Other mixed doubles tournaments
- Olympic Games: QF (1900)

= Georgina Jones (tennis) =

American tennis player (1882–1952)

Georgina Frances Jones, later Georgina Jones Walton and also known as Sister Daya, (September 1, 1882 - September 3, 1955) was an American tennis player. She competed in two events at the 1900 Summer Olympics.

== Biography ==
Jones was the daughter of Nevada Senator John P. Jones, co-founder of the town of Santa Monica, California, and Georgina Frances Sullivan. Her sister, Marion Jones Farquhar, also competed in tennis at the 1900 Olympics. Marion was the first woman to win an Olympic medal representing the United States. Jones's other sister, Alice, married Frederick William MacMonnies.

Jones learned to play tennis at the West Side Tennis Club in New York.

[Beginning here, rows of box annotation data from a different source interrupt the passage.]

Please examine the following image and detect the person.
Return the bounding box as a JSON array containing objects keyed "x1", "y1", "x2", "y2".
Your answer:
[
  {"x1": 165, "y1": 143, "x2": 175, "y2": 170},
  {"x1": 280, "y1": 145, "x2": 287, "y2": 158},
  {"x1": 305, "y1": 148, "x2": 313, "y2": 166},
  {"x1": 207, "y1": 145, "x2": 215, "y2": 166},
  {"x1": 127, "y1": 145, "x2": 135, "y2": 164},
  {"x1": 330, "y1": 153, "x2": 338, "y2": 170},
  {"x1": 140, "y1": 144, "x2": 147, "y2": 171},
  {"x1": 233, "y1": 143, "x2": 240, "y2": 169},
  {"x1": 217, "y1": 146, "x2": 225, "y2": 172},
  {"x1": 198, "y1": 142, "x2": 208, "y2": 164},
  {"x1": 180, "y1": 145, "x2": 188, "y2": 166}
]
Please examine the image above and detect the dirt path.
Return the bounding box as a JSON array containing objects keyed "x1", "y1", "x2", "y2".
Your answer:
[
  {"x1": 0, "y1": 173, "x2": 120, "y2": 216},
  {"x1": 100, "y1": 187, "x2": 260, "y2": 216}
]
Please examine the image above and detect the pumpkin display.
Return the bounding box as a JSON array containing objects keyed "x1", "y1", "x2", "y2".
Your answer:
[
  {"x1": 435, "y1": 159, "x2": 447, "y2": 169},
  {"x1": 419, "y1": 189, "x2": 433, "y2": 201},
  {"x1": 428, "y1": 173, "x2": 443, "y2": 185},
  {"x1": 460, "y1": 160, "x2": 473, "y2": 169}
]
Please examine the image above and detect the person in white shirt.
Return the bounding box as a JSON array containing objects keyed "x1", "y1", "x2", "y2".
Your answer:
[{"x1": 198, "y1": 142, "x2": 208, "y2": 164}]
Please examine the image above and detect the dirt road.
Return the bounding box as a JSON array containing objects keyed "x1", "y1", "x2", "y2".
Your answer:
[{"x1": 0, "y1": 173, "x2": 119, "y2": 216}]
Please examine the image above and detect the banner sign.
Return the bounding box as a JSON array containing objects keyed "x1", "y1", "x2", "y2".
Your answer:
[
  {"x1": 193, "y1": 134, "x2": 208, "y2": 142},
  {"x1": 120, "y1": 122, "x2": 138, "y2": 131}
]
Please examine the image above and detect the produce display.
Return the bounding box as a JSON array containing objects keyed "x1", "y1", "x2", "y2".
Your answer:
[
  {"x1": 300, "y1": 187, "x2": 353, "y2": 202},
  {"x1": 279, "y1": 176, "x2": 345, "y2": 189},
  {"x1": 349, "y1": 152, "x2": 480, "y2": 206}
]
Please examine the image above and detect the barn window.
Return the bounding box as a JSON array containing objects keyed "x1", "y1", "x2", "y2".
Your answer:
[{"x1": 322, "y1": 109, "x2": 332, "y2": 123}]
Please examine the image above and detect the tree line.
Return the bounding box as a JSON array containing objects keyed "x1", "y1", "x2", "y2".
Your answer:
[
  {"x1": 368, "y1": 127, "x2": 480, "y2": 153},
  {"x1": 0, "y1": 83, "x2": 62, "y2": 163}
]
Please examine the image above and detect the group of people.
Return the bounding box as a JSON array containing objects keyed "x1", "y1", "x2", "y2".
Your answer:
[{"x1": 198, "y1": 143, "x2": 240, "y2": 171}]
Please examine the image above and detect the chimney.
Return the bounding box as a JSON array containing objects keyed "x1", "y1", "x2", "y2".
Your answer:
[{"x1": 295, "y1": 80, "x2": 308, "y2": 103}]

She later moved to Paris for voice training. She joined the Vedanta Society, which studied Hindu philosophy, became known as Sister Daya and was a close follower of Swami Paramananda. As Sister Daya she wrote the book The Guru and the Disciple: My Life with Swami Paramananda. She also wrote a play, "The Light of Asia", which was choreographed by Ruth St. Denis.